Australian-led international research effort has broken fresh ground in the race to find more effective treatments for the childhood cancer neuroblastoma, by uncovering a new and as-yet unexploited target in cancer cells.
An Australian-led international research effort has broken fresh ground in the race to find more effective treatments for the childhood cancer neuroblastoma, by uncovering a new and as-yet unexploited target in cancer cells that therapeutic drugs can be aimed at.
Neuroblastoma kills more children under the age of 5 than any other cancer. One of the factors that makes neuroblastoma ‘high risk’ in a child is high levels of a molecule known as the MYCN oncogene. But despite knowing the importance of MYCN, scientists have not found a drug capable of targeting it and cancelling out its effects. Instead, the focus has been on finding molecules that work hand-in-hand with MYCN, that may prove easier to target.
The new research, led by scientists at Children’s Cancer Institute in collaboration with scientists in the US, Europe and China, and published this month in Nature Communications*, has identified one such target molecule. By analysing hundreds of tumour samples of children with neuroblastoma, the researchers found that high levels of a long non-coding RNA (called ‘lncNB1’) is a marker of poor prognosis; in other words, children whose tumours have high levels of lncNB1 tend to do worse than other children with neuroblastoma.
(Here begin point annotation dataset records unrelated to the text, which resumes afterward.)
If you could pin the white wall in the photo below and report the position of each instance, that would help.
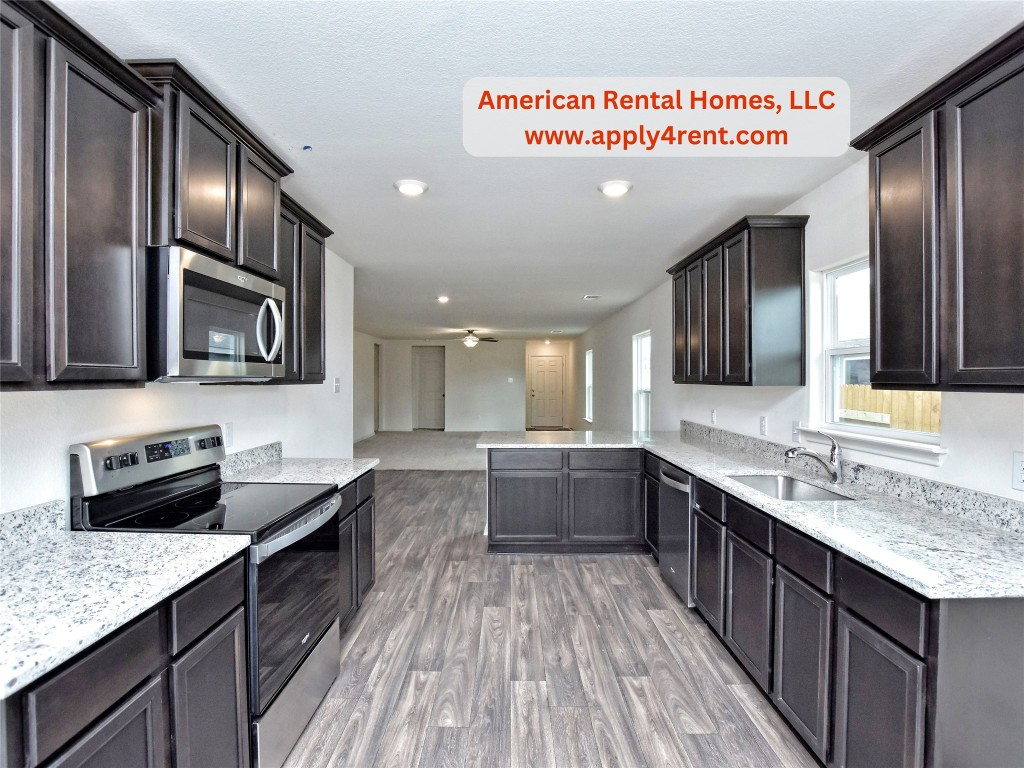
(363, 386)
(36, 428)
(478, 394)
(980, 430)
(566, 350)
Excitingly, the scientists were not only able to show that lncNB1 actively promotes the growth and survival of neuroblastoma cells, but also that ‘knocking down’ or inhibiting the expression of this molecule causes neuroblastoma cells to die, and tumours to stop growing and regress in mice with the disease.
“This research opens the door to developing new targeted therapies that we hope can proceed to clinical trial in children with high-risk neuroblastoma,” said Associate Professor Tao Liu, Group Leader at Children’s Cancer Institute. “Targeted therapies are designed to specifically target cancer cells and not healthy cells, and so are much safer as well as more effective than conventional chemotherapy. They represent a significant step forward and are the way of the future.”
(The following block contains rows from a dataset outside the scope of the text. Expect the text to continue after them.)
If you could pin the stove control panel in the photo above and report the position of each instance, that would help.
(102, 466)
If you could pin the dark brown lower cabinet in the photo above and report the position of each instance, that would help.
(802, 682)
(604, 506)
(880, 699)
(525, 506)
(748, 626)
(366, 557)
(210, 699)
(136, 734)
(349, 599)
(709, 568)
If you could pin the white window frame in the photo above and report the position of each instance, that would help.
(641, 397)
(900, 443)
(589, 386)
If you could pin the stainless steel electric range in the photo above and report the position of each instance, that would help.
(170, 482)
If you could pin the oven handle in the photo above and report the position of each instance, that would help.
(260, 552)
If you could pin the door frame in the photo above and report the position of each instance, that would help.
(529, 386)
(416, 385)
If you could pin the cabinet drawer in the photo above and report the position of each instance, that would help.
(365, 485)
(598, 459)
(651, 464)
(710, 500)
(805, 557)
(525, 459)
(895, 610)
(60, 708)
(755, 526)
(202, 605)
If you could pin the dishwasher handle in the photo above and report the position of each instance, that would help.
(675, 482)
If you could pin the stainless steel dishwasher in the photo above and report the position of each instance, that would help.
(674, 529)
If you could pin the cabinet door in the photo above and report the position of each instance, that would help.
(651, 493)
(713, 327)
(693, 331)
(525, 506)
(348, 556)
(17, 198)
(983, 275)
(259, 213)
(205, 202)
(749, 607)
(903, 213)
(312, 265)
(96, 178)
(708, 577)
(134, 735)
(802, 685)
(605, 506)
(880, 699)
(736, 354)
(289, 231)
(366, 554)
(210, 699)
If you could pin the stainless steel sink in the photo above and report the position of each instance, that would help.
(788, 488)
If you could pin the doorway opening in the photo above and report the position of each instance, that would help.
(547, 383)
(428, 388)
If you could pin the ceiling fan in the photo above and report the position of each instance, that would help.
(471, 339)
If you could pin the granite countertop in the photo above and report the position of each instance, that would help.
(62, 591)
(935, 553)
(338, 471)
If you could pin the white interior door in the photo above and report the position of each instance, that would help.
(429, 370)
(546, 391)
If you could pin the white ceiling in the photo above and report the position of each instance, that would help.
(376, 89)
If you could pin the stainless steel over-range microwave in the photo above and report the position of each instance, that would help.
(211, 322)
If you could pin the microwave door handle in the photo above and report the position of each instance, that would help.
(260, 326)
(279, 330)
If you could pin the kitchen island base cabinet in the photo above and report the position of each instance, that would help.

In the last few decades, a number of protein-coding genes have been shown to work closely with MYCN to promote the aggressive growth of tumours. However, very little is known about the role of long non-coding RNA molecules in MYCN-driven cancers. As well as uncovering the role of lncNB1, the current study also found that several other long non-coding RNAs are over-expressed in MYC-driven neuroblastoma cells, raising the possibility that more therapeutic targets could be identified in the near future.
“Continued dedicated research will lead to the development of improved treatments for children with cancer,” said A/Professor Liu. “Ultimately, this means we will not only be able to cure more children, but also give survivors a higher quality of life.”